A sprawling research program aims to improve hurricane forecasts by collecting data at the chaotic interface of ocean and atmosphere.

On 10 September, a US Navy P-3 Orion aircraft chased down Hurricane Francine, then building strength in the Gulf of Mexico. As the plane flew low over the water, helmeted crewmembers known as “warlocks” heaved more than a dozen scientific buoys out of an open door. This was the latest mission in a program to improve hurricane forecasts by collecting real-time data at the tumultuous interface of ocean and atmosphere.


Hurricane Francine formed in the Gulf of Mexico in September 2024
NASA Earth Observatory image by Wanmei Liang, using VIIRS data from NASA EOSDIS LANCE, GIBS/Worldview, and the Joint Polar Satellite System (JPSS)


“It gives you a window into the storm that you otherwise can’t see,” says Isabel Houghton at Sofar Ocean in California, a marine data company that designed many of the buoys being dropped ahead of hurricanes.

The main goal of the research program is to make more accurate predictions of how hurricanes will impact coastal communities. Buoy measurements can help select the best forecasts of a hurricane’s path, intensity and flooding potential as the storm approaches, as well as testing the accuracy of forecasts afterwards.

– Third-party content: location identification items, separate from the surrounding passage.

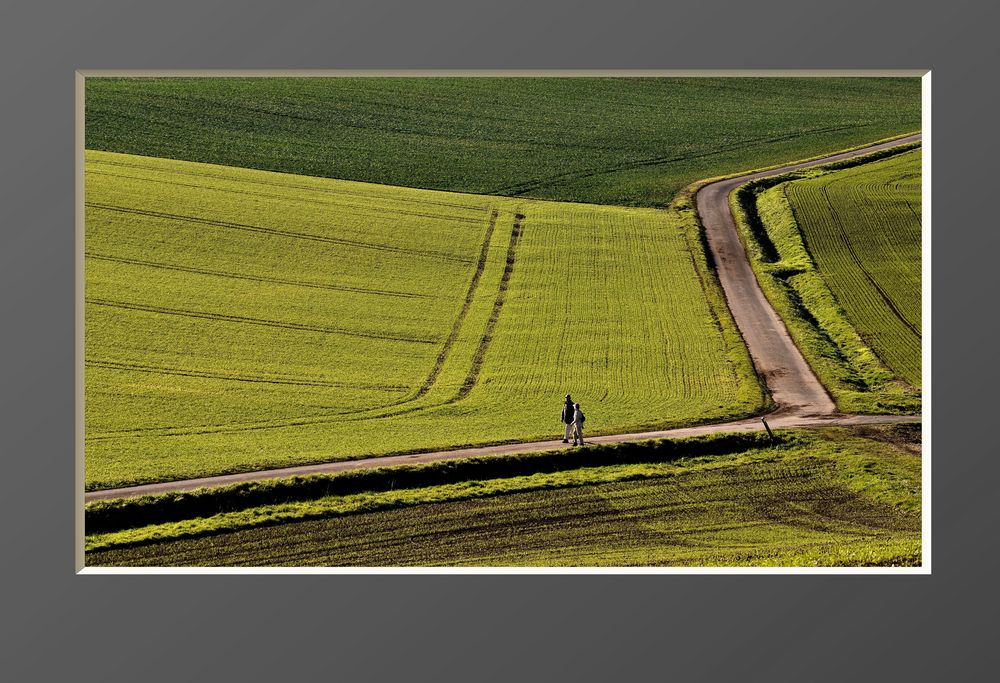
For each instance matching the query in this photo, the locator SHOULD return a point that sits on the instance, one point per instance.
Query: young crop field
(623, 141)
(862, 228)
(829, 498)
(838, 252)
(239, 319)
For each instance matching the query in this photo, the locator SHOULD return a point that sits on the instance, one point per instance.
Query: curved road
(792, 383)
(800, 398)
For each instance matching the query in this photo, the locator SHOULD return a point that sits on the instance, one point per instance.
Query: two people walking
(573, 418)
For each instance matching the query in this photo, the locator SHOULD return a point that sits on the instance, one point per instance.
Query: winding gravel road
(801, 401)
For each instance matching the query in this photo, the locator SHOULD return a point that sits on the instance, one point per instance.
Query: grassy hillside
(837, 251)
(828, 498)
(628, 141)
(862, 228)
(240, 319)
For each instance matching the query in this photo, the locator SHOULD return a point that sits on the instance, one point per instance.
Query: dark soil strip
(283, 233)
(258, 278)
(484, 343)
(340, 206)
(255, 321)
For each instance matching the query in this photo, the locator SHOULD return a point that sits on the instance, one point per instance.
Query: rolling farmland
(837, 251)
(862, 228)
(622, 141)
(827, 499)
(239, 319)
(294, 271)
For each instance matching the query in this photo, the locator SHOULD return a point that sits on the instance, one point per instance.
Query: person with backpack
(578, 418)
(567, 418)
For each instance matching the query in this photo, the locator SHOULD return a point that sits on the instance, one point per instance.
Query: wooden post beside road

“Oftentimes, our estimates of what is happening right now are incorrect,” says Houghton. Data from the buoys, airdropped over the ocean in the short window before the storm hits, can give forecasters a more accurate picture by capturing details that are obscured to satellites or even aircraft flying through storms.


Hurricane Francine, which made landfall in Louisiana on the evening of 11 September, was the fourth storm for which buoys were deployed since 2022, and the first to have data delivered directly to forecasters at the National Hurricane Center. Most of the 16 buoys drifted on the surface, measuring wave height, temperature, pressure and wind speed. A few experimental buoys sank to the bottom to measure waves from a stable point below.


A last-minute change in the storm’s path meant a number of buoys missed the mark, but one floated directly through the eye of the storm, recording waves 9 metres high, says Jim Thomson at the University of Washington. “If we were bowling it was kind of like a spare,” he says.

Thomson’s research group is using the buoy data to study interactions between hurricanes and the waves they generate. This is key to predicting how the waves will combine with storm surge to drive flooding; it will also help researchers understand how waves influence the storm itself. By changing the amount of drag the sea surface puts on the atmosphere, they may increase the wind speed and reduce the mixing in the ocean that injects heat to fuel the storm.


Current hurricane forecasts don’t capture this interaction between waves and air – but the buoys can. “In the absence of perfect prediction, some real time measurement is always a damn good idea,” says Thomson.